Women have not always been welcome aboard ships, since they were said to bring bad luck — or, more likely, disputes amongst the male crews. The Cantonese pirate Ching Shih, however, is exception to that tradition: she led a powerful pirate fleet and terrorized the Southern Seas in the early 19th century.
Shih Yang probably did not expect such an exraordinary fate for herself. Born in the poor districts of Guangzhou, China, she turned to the world’s oldest occupation to survive off buccaneers’ carnal appetite… At the time, lots of pirates swarmed across the South China Sea (Hong Kong and Macau being their headquarters), trading part of their bounty for the prostitutes’ services. Shih Yang worked in a floating brothel set near the Pearl River, the main artery of Guanghzou, where prostitution had become a flourishing business. She was fifteen years old.
Pillow-talking her way out
Teenage Shih Yang still would not complain. Her situation was far from desperate: her notorious beauty caught the eye of a rich and powerful customer base. The prostitutes’ nest turned into a web of intrigues where power, wealth and intelligence overlapped. Pillow-talk with her regular Johns granted Shih Yang with what she needed: secrets and money. Soon enough, she secured herself a better social position.
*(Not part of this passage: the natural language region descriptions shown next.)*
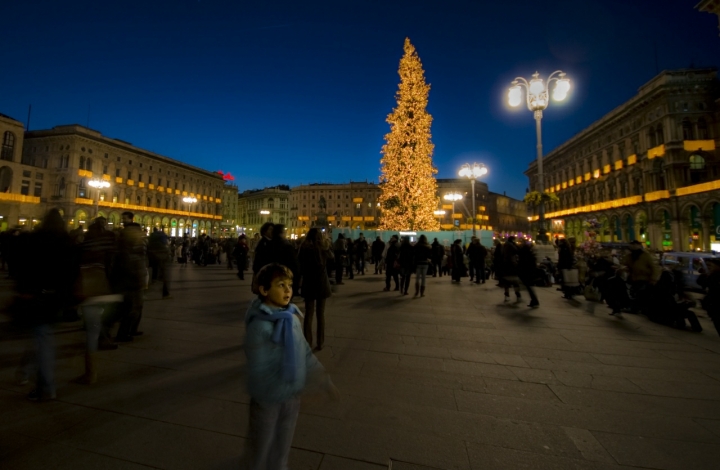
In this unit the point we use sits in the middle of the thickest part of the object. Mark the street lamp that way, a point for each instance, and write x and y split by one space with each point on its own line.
537 100
453 197
472 173
98 184
189 201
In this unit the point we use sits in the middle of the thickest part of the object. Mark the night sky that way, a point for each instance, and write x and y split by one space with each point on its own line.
291 92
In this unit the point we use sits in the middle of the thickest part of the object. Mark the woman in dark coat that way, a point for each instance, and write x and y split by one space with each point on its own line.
315 287
406 258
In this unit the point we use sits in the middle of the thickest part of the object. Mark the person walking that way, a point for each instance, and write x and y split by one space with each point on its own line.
350 253
477 254
377 249
315 288
241 255
284 253
264 248
406 258
458 263
422 252
44 281
510 263
93 290
280 366
340 252
392 267
527 269
361 248
129 275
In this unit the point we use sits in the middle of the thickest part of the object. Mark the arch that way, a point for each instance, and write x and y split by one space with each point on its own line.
8 146
5 179
697 162
702 129
80 218
687 130
114 219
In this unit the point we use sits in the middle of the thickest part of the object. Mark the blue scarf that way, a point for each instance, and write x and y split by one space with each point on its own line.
282 334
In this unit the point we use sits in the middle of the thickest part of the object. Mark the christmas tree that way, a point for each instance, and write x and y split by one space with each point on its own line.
408 195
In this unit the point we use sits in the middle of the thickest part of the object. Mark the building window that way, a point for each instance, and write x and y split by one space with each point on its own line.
687 130
697 162
8 148
82 189
702 129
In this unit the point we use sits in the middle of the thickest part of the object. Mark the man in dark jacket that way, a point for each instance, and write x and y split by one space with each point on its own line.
527 268
390 258
264 249
438 253
360 251
285 254
378 247
477 254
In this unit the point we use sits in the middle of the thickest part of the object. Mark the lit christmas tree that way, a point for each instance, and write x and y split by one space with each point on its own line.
408 195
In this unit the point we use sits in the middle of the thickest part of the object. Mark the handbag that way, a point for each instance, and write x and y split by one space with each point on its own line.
92 282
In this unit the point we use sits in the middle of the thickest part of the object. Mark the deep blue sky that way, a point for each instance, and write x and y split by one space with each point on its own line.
297 91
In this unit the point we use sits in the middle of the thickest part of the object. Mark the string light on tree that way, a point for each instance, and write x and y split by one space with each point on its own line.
408 187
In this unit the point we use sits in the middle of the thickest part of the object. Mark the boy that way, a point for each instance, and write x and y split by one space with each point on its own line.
280 365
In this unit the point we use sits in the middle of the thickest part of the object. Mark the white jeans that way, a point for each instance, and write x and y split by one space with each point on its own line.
271 432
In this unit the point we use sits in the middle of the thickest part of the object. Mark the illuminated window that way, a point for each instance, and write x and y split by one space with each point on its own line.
697 162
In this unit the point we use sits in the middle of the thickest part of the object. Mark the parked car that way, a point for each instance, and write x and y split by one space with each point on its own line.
691 264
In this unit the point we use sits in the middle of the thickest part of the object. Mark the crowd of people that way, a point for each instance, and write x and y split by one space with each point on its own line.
102 275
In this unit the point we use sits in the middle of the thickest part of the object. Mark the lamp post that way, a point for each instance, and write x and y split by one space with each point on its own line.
537 100
452 197
189 201
439 213
472 173
98 184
In 1801, 26-year-old Shih Yang married Cheng I, a pirate with a growing reputation and a 200-junk fleet. Good enough: for the Cantonese prostitute, this meant switching a life of slavelike misery with one featuring exciting sea adventures. She nevertheless negotiated firmly with her new partner the terms of the nuptial agreement. She would run 50% of the fleet and crew, and join the ranks of the Red Flag Fleet under the title of vice-captain.
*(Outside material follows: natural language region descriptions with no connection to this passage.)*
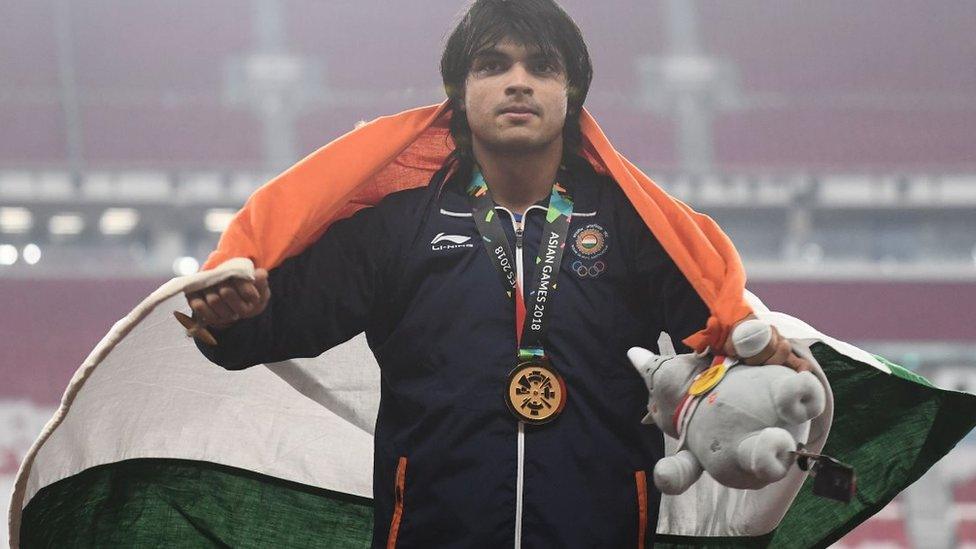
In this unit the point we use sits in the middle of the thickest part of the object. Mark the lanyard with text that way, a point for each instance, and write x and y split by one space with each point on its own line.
536 393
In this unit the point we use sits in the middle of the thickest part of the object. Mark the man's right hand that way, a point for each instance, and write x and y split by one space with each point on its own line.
223 304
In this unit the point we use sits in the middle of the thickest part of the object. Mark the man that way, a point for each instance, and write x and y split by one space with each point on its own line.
500 301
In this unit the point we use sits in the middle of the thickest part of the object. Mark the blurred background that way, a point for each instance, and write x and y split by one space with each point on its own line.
835 141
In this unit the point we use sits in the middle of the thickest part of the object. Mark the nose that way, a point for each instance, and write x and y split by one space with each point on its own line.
520 81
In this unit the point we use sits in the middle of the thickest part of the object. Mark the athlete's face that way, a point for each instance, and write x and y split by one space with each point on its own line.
515 99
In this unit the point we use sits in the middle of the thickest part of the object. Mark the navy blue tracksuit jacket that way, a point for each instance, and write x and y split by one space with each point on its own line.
452 467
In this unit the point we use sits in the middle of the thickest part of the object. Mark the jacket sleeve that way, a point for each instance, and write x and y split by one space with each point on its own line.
319 298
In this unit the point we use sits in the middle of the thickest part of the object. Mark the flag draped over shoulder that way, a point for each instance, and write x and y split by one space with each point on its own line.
403 151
The newlyweds did not plan on honeymooning and steering away from the piracy business. It was too lucrative to put aside. So they decided instead to widen the crew, recruiting small pirate gangs across the South China Sea. The strategy paid off: in a few months, the Red Flag Fleet grew to 40,000-60,000 men. This was enough to frighten the Chinese Empire, worrying it would disrupt trade along its busy shores… And powerful European countries, too, feared that their business ties with China would be severed.
The Black Widow
In November 1807, Cheng abruptly died — perhaps swallowed alive by a typhoon off the coast of Vietnam — and the command of the massive Red Flag Fleet fell into the hands of his widow. Could one of the most powerful pirate crews of all time be spearheaded by a woman? Ching Shih (“Cheng’s widow”) would not give her pirates the opportunity to doubt it: to consolidate her power and her men’s loyalty, she introduced a harsh set of measures aimed at disciplining her crew. First rule: one who disobeys his superior’s orders shall have his head cut off. The same fate awaited one who helped himself into the communal fund or was found guilty of bad treatments towards captive women.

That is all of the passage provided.